Custodia cautelare in carcere
E' stata così accertata un'evasione di imposta per oltre 2.100.000 euro che ha consentito all'Autorità Giudiziaria a tutela degli interessi della collettività, di avanzare e ottenere dal gip del Tribunale di Urbino l'emissione delle tre ordinanze di custodia cautelare in carcere, all'istituto penale di Villa Fastiggi, e del provvedimento di sequestro preventivo finalizzato alla confisca dei beni, fino alla concorrenza del profitto del reato. Per questo motivo sono stati espropriati beni per oltre i 2.100.000 euro accertati dall'evasione fiscale. I tre sono imprenditori individuali, di etnia cinese, operanti a Fossombrone (dove si trova una singola unità lavoratrice) e Senigallia (5 o 6 dipendenti), nel settore del tessile e dell'abbigliamento «non solo cinese ma anche e soprattutto per conto terzi ha rimarcato il comandante della Compagnia di Urbino, Arcangelo Mottola - cioè per ditte italiane di una certa entità che per ovvi motivi di privacy si sottacciono. Una cosa è certa: con strategie illegali e fuori norma toglievano lavoro ad aziende serie del territorio».

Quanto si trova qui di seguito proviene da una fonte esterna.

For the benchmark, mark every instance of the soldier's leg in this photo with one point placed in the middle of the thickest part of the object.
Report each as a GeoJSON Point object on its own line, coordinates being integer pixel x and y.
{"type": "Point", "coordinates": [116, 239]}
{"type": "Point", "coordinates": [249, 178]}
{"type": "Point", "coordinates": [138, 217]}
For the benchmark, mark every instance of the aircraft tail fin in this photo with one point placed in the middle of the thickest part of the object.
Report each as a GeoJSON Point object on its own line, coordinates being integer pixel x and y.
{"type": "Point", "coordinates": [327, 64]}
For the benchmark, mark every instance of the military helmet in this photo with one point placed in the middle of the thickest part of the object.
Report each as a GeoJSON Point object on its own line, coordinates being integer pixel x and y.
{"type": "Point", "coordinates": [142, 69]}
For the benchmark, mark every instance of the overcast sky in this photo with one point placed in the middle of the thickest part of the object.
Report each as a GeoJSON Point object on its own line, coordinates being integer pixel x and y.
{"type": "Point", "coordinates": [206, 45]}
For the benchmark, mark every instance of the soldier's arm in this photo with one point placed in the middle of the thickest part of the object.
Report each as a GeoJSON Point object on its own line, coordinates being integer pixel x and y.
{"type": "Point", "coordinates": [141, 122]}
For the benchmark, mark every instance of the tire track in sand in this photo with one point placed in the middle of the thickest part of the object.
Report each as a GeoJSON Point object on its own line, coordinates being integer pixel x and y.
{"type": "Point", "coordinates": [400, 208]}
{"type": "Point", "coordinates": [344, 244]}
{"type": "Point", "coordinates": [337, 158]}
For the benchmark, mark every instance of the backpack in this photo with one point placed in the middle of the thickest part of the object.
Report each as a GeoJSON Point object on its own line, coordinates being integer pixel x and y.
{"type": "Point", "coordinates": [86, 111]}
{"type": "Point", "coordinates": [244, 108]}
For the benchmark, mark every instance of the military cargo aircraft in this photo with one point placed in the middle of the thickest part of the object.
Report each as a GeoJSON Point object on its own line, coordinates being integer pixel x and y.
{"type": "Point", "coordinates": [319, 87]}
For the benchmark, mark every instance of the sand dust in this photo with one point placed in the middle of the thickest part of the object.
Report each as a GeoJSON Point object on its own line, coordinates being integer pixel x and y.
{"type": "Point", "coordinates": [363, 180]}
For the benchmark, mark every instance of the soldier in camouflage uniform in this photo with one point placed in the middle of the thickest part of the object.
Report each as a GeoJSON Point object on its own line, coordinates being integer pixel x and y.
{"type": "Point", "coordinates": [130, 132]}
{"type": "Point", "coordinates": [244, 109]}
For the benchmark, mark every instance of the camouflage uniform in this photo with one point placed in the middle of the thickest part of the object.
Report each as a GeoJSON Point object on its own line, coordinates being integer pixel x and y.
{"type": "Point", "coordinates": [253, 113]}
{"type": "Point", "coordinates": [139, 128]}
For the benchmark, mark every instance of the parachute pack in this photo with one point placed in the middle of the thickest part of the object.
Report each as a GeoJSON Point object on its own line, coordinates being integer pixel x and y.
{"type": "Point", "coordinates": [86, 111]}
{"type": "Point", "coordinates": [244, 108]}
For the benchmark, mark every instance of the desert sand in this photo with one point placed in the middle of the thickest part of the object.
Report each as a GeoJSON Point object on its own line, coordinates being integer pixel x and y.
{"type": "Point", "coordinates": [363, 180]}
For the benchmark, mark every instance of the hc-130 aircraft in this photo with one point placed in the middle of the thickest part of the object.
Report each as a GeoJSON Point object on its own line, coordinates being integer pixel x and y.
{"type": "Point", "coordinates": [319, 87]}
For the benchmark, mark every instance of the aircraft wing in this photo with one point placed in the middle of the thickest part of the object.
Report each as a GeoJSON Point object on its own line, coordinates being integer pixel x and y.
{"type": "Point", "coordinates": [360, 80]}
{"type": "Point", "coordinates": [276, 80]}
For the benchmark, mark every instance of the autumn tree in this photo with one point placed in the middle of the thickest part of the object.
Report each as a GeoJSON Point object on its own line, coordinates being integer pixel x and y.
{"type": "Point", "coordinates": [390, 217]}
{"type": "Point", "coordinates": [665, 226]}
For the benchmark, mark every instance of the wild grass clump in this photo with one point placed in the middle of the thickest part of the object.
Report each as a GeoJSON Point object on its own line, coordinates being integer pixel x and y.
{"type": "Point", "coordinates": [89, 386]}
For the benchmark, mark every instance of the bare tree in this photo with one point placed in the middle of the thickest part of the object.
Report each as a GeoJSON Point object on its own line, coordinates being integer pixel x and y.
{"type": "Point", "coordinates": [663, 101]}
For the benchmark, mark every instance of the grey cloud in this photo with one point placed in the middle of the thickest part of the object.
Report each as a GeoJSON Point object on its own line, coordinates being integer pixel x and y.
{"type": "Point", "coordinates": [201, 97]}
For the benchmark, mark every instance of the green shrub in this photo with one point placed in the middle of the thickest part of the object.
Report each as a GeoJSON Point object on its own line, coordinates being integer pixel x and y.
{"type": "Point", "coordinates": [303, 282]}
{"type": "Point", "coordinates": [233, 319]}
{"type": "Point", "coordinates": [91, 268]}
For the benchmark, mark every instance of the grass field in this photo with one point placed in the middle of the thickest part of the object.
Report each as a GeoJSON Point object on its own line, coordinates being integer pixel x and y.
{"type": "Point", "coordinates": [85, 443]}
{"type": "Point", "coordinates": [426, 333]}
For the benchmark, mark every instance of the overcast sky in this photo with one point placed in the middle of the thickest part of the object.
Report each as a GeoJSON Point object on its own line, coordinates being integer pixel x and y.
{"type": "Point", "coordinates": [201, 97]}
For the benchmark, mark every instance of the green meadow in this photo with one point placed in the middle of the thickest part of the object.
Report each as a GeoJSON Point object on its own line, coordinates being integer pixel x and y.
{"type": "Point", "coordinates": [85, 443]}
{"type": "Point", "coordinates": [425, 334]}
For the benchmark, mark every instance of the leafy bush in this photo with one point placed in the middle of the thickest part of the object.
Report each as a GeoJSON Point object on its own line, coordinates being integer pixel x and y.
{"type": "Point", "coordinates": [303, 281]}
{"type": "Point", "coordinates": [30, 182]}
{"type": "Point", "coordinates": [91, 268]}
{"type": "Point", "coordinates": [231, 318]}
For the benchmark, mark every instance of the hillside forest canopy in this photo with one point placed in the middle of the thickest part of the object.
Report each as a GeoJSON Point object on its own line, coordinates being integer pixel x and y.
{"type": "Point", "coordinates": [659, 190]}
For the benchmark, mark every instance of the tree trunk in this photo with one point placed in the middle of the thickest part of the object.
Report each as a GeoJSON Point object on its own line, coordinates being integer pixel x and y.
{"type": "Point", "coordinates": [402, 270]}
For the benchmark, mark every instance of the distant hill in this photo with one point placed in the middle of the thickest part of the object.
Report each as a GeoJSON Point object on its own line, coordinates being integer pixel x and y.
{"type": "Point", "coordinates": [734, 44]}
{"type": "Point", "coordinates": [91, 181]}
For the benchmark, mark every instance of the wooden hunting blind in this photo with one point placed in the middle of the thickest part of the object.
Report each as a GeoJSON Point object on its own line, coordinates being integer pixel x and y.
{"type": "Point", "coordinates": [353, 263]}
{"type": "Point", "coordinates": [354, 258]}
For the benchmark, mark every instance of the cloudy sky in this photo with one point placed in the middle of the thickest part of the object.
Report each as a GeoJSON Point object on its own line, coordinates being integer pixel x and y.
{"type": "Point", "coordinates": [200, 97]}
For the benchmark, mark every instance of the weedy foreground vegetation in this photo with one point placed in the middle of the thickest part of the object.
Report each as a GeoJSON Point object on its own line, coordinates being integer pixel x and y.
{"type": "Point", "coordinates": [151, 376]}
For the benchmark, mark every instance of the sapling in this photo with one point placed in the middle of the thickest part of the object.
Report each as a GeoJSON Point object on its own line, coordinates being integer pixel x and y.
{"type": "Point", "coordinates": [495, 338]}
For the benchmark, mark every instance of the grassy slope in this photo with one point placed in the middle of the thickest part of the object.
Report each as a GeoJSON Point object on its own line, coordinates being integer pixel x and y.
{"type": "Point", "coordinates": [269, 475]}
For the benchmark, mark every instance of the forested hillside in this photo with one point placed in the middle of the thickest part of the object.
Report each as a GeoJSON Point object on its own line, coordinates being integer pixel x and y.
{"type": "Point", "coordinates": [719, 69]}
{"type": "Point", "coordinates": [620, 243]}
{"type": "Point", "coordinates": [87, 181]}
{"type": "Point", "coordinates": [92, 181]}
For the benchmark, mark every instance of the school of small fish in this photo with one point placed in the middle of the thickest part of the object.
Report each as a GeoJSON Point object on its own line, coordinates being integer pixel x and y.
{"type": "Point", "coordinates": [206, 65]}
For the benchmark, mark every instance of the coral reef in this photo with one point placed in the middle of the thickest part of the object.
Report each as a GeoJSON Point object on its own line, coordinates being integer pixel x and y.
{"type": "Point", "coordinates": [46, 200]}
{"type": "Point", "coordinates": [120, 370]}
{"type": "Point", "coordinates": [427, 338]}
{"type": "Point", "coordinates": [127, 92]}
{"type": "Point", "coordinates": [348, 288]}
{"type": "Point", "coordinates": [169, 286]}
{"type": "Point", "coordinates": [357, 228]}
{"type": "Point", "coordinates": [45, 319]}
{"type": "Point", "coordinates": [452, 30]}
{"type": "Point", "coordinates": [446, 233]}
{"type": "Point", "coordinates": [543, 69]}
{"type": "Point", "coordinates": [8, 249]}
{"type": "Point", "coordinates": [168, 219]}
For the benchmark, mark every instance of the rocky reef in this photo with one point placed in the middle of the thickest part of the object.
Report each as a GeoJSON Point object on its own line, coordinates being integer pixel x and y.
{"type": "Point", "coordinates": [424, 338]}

Prestanome per aggirare i controlli
Considerata nel suo complesso l'operazione Speedy Chinese già nel 2016 aveva dato i primi frutti con l'arresto di un altro imprenditore cinese ed il sequestro di beni riconducibili a dieci indagati per oltre 1.600.000 euro. Questa seconda splendida azione costituisce la risposta della Guardia di Finanza della Provincia di Pesaro e Urbino ai fenomeni evasivi più gravi, che producono conseguenze snaturate per l'economia favorendo la concorrenza sleale a danno delle imprese virtuose. Le indagini, affidate dalla Procura urbinate, hanno fatto emergere un insidioso fenomeno scorretto basato sul metodo cosiddetto apri e chiudi, ideato dai componenti l'associazione a delinquere e finalizzato ad una sistematica evasione fiscale. I 3 protagonisti, cioè, aprivano aziende e le chiudevano quando sentivano la pressione della Finanza su di loro. Passata la tempesta dei controllo le riaprivano usando prestanomi o identità dei propri dipendenti. Anche sotto minaccia: «Se vuoi lavorare o accetti o te ne vai».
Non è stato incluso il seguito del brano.